Did you ever hear the expression “Being long in the tooth”? This refers to gum recession. Ordinarily, your gums cover a certain amount of the tooth. The part that shows when you smile is called the crown. With gum recession, your gums move up the sides of the tooth exposing some of the root. The root is normally in the bone. More of the tooth showing equals long in the tooth.
The best thing that can be done about this is to PREVENT it from happening. Proper brushing technique is the biggest thing that you can do. This involves using a SOFT brush and never ever, never ever, never ever scrubbing side-to-side on your teeth and gums. This over time WILL abrade, or wear away the gums. Think in terms of brushing the way the teeth grow. Up from the bottom and down from the top. Better still is GENTLE circles then up or down. Just do not scrub side-to-side. Ever. Also, less tooth brushing pressure for more time is good.

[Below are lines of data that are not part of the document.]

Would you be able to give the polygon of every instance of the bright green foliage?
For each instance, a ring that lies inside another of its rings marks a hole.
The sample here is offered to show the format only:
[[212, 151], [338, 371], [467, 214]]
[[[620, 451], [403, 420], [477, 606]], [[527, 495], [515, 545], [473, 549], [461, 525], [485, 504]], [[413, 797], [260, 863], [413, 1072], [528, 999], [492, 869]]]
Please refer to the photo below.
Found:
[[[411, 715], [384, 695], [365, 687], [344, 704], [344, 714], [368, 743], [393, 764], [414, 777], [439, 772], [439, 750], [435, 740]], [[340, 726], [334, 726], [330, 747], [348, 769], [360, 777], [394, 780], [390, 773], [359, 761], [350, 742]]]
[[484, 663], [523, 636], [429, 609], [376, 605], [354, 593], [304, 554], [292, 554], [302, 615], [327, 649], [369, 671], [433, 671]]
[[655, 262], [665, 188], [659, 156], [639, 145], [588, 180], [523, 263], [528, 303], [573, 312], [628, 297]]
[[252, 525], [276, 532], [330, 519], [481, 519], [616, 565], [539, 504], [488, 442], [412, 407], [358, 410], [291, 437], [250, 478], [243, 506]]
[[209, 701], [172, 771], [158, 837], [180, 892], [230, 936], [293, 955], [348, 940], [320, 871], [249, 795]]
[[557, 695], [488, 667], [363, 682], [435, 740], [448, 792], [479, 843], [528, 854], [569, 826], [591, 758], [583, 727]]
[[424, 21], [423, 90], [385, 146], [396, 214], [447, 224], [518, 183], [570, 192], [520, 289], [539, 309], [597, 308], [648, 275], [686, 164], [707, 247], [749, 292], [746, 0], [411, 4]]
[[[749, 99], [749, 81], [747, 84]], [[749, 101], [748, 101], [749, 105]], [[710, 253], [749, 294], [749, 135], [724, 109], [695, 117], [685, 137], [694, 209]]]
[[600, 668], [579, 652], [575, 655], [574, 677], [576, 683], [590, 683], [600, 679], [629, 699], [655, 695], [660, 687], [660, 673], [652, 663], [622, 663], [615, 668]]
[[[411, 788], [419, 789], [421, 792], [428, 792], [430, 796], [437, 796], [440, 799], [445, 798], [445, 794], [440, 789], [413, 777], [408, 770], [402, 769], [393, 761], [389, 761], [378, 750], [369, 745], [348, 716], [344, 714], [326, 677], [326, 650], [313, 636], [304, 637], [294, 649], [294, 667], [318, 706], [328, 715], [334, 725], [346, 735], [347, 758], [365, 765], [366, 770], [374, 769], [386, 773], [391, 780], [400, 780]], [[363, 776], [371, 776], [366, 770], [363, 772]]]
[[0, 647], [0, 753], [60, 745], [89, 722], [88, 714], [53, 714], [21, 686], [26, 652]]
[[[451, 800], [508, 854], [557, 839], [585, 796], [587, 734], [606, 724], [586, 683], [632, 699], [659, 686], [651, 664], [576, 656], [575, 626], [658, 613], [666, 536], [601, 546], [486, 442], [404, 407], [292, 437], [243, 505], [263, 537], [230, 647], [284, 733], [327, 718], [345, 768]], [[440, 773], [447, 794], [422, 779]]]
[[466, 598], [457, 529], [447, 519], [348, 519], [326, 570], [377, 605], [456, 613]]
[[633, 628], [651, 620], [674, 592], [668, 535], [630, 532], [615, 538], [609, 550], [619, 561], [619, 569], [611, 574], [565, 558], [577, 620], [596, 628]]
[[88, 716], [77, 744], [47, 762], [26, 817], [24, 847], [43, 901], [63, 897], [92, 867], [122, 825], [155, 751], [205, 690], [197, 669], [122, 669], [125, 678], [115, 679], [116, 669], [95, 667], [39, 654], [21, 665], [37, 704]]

Ok, you have enough gum recession or tooth brush abrasion that it needs to be corrected, now what? A surgical procedure is done whereby tissue is grafted in place to cover up some or all of the exposed root surface(s). This is not particularly complicated and may be done by either a general dentist or a periodontist. A periodontist is a dentist with years of advanced training who specializes in diseases of the gums and the soft tissues associated with your teeth.
Silver filling material (dental amalgam) was the most popular filling material for a tooth in the last century, up until the 1980’s. As made, they are about 40-50% mercury. Isn’t mercury hazardous? Isn’t this a problem?
In a nutshell, if your silver fillings are holding up, then leave them alone. By holding up, I mean that they are not broken, they are not separating from the tooth (what we call leaking at the margins), or they are not worn out. If they are no longer serviceable, then by all means, they need to be removed and replaced.
What about the mercury in them? Yes, mercury is toxic. Any amount is bad, so less is best. When the amalgam filling is made and placed in your tooth, the mercury is “bound up” so very little can be released into your mouth to be absorbed into your body. Very little is not nothing, however. According to studies, anything that is released into your body is in such low quantity as to be harmless.
We have good alternatives to the old silver fillings. Today we use a tooth-colored composite resin material that is chemically bonded to the tooth. It looks good and does not release hazardous chemicals into your body. We can use ceramic materials as well as gold. There are pros and cons to everything.
I do NOT advocate removing a perfectly good silver filling just because it is an old silver filling. On the other hand, I will be the first one to say to remove it if there is a need for doing so.
No, the work I do is not permanent. It should last a long time, but it is not permanent. Permanent, to me, means forever. Nothing will last forever. Nothing I do is as good as your original equipment. OEM (original equipment manufacturer) parts are better than aftermarket parts. Mother Nature did and does it best. Dentistry keeps improving, but we aren’t perfect.